Home

Big Data Management and Analytics

Release time:2017-10-08

For the past three decades, classical database management systems have maintained a feverish pace in realizing significant efficiencies in dealing with the vast amount of information that needs to be maintained to model the operational characteristics of large-scale enterprises. In the intervening years especially in the 1990s, data warehousing and data analysis emerged as a major research and technology frontier. While earlier DBMSs focused on modeling operational characteristics of enterprises, big data systems are now expected to model vast amounts of heterogeneous and complex data. Clearly, scalable data management and complex data analytics in the context of big data has emerged as a new research frontier. The main contributions are included as follows.

1) Indexing and query processing techniques: One major research topic in data management field is to make the data management system support more complex data types, such as spatial objects, images and bio-information. The research group in PKU proposed some new data representation methods and indexing structures to facilitate the organization of different types of complex data, designed multi-feature extraction, feature fusing, and dimension transformation techniques to alleviate the dimensionality curse problem. Query processing is the key factor to improve the performance of database systems. Relational database systems can support simple query tasks; however, many complex query tasks are not well supports due to the constraints of relational model and SQL. The group proposed new solutions for query reformulation, query expression, P2P query processing, and buffer management to improve the performance of database systems.

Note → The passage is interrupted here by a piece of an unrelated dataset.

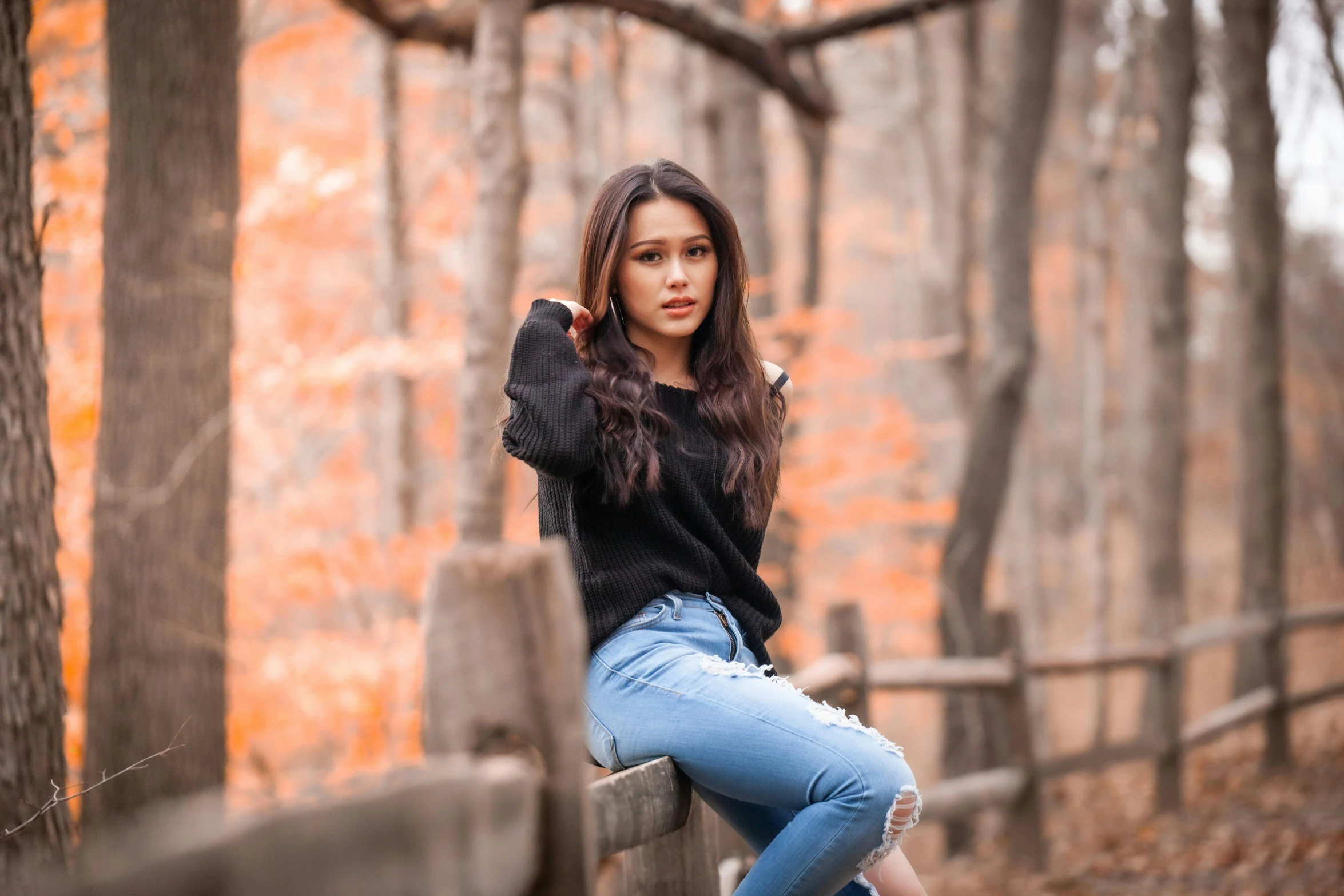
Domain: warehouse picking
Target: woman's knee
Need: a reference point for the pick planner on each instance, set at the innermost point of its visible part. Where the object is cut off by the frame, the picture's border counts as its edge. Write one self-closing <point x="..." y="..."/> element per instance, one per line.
<point x="890" y="802"/>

2) Data mining and Machine learning techniques: The complex data, such as social media data, have some characteristics, including large volume, heterogeneity, rich structure and correlation, which bring great challenge to researchers in this field. The group proposed new data mining techniques which integrate both the content and structural features to mine the embedded knowledge of big data; proposed a novel network embedding method called “LINE,” which can embed very large information networks into low-dimensional vector spaces and is suitable for arbitrary types of information networks; proposed new solutions to incorporate world knowledge to text mining via heterogeneous information networks.

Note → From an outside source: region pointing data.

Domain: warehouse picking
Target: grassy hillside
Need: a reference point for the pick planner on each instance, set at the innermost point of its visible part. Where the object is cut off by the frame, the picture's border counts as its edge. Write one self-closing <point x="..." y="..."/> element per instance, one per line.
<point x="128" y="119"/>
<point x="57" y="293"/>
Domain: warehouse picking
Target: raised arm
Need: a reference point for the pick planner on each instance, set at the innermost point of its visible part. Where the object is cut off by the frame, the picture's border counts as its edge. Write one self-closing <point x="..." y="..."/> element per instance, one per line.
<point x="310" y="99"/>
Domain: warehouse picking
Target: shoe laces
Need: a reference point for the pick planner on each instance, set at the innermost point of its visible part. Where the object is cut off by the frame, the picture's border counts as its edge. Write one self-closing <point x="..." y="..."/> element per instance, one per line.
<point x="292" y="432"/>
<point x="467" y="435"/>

3) Graph data management and mining: Graph processing systems have been widely used in enterprises like online social networks to process their daily jobs. With the fast growing of social applications, they have to handle massive concurrent jobs ef?ciently. However, due to the inherent design for a single job, existing systems incur great inef?ciency in terms of memory usage, execution and fault tolerance. Motivated by this issue, the group designed and implemented a novel graph processing system that enables ef?cient job-level parallelism. The new design allows multiple concurrent jobs to share graph structure data in memory, which fundamentally increases job-level concurrency and reduces fault tolerance overhead which signi?cantly outperforms popular systems in both memory usage and job completion time, when executing concurrent graph jobs. We have also developed various graph processing and mining methods, including an efficient top-k shortest path discovery method in large graphs, and a distributed graph pattern-matching algorithm to achieve high efficiency in billion edges graph.

The results of big data management and analytics research have been widely published on premier conferences including SIGMOD, VLDB, SIGKDD, SIGIR, ICML, WWW, AAAI and high-impact journals including ACM TOIS/TODS, IEEE TKDE/TC/TPDS, and so on, along with 3,000+ Google Scholar citations. They have been awarded by the best/(best student) papers of WISE’10, 13, ICML 14. Specifically, ICML is the top international conference in Machine learning area, the Best Paper award (2014) from Professor ZHANG, Ming’s group is the first one in China. The research achievements around data management and analytics have won the Second-Class State Award for Science and Technology Progress, and Natural Science Award of MOE China.

Besides the research papers, the big data group also put many efforts on the system building and applications.

1) The group provided some web service systems to the public, such as “TianWang” search engine (http://e.pku.edu.cn), “WebInfomall”, Chinese Web archive over past 15 years (http://www.infomall.cn), “Maze” for P2P file sharing with millions of users, and “AmazingStore” which provides distributed data storage services.

2) Our technique has been deployed in a graph based recommendation system in Alibaba. Alibaba, a leading e-commerce company, provides a platform for users and shops, where users can browse, save, or purchase items in shops. The interactions between users, items and shops can be modelled as a large, dynamic graph with rich features. Our methods run on a 1000-node cluster to processing 10 billion newly added edges in each week to learn users’ profile and item’s similarities.

3) We implemented a new system, named Angel, to facilitate the development of large-scale ML applications in production environment. Angel employed hybrid parallelism to accelerate the performance of ML algorithms. The pulling of parameters and the pushing of updates were fully optimized in Angel to reduce the network overheads. Angel has been deployed in a Tencent production cluster with thousands of nodes and it supports various applications.

A system framework for data extraction, management and analysis was developed, named “APEMA”. These achievements have been deployed in the country's important application fields, such as in the fields of space vehicle design and national information security management in the past 10 years. And they have been applied in the products of companies such as Microsoft, GeoCyber Solution Inc.